[Bloat] when does the CoDel part of fq_codel help in the real world?

Michael Welzl michawe at ifi.uio.no
Tue Nov 27 16:17:14 EST 2018


Hi,

A few answers below:


> On Nov 27, 2018, at 9:10 PM, Dave Taht <dave.taht at gmail.com> wrote:
> 
> On Mon, Nov 26, 2018 at 1:56 PM Michael Welzl <michawe at ifi.uio.no <mailto:michawe at ifi.uio.no>> wrote:
>> 
>> Hi folks,
>> 
>> That “Michael” dude was me  :)
>> 
>> About the stuff below, a few comments. First, an impressive effort to dig all of this up - I also thought that this was an interesting conversation to have!
>> 
>> However, I would like to point out that thesis defense conversations are meant to be provocative, by design - when I said that CoDel doesn’t usually help and long queues would be the right thing for all applications, I certainly didn’t REALLY REALLY mean that.  The idea was just to be thought provoking - and indeed I found this interesting: e.g., if you think about a short HTTP/1 connection, a large buffer just gives it a greater chance to get all packets across, and the perceived latency from the reduced round-trips after not dropping anything may in fact be less than with a smaller (or CoDel’ed) buffer.
> 
> I really did want Toke to have a hard time. Thanks for putting his
> back against the wall!
> 
> And I'd rather this be a discussion of toke's views... I do tend to
> think he thinks FQ solves more than it does.... and I wish we had a
> sound analysis as to why 1024 queues
> works so much better for us than 64 or less on the workloads we have.
> I tend to think in part it's because that acts as a 1000x1
> rate-shifter - but should it scale up? Or down? Is what we did with
> cake (1024 setassociative) useful? or excessive? I'm regularly seeing
> 64,000 queues on 10Gig and up hardware due to 64 hardware queues and
> fq_codel on each, on that sort of gear. I think that's too much and
> renders the aqm ineffective, but lack data...
> 
> but, to rant a bit...
> 
> While I tend to believe FQ solves 97% of the problem, AQM 2.9% and ECN .09%.

I think the sparse flow optimization bit plays a major role in FQ_CoDel.
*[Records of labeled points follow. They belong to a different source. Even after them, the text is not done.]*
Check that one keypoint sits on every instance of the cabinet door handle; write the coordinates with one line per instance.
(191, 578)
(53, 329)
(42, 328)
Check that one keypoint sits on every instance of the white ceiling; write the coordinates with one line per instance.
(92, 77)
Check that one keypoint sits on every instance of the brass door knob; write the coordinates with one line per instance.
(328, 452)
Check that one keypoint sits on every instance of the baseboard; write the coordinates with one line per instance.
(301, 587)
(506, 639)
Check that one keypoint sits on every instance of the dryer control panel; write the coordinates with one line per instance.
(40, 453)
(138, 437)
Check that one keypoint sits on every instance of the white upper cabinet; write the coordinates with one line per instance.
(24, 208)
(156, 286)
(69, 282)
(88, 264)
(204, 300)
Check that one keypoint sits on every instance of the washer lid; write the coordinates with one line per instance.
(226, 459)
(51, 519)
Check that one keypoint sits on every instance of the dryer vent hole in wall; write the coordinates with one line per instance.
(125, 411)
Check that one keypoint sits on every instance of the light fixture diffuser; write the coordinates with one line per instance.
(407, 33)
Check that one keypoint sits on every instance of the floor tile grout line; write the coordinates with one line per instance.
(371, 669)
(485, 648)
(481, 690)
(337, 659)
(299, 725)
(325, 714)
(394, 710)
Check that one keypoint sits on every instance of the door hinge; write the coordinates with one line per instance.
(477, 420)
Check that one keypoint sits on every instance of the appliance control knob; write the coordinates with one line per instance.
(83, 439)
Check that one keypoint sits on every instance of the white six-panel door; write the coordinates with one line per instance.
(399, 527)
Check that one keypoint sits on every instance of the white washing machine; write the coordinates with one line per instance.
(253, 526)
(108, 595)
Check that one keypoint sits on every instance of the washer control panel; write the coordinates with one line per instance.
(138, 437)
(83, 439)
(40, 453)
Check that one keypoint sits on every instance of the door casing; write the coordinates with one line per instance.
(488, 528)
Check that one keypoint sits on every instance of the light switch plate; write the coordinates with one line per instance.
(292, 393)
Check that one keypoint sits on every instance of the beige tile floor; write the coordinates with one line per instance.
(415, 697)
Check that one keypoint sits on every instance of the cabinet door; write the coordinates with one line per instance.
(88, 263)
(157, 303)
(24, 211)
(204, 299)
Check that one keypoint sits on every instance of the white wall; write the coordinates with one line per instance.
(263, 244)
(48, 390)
> BUT: Amdahls law says once you reduce one part of the problem to 0,
> everything else takes 100%. :)
> 
> it often seems like me, being the sole and very lonely FQ advocate
> here in 2011, have reversed the situation (in this group!), and I'm
> oft the AQM advocate *here* now.

Well I’m with you, I do agree that an AQM is useful!  It’s just that there are not SO many cases where a single flow builds a standing queue only for itself and this really matters for that particular application.
But these cases absolutely do exist!  (and several examples were mentioned - also the VPN case etc.)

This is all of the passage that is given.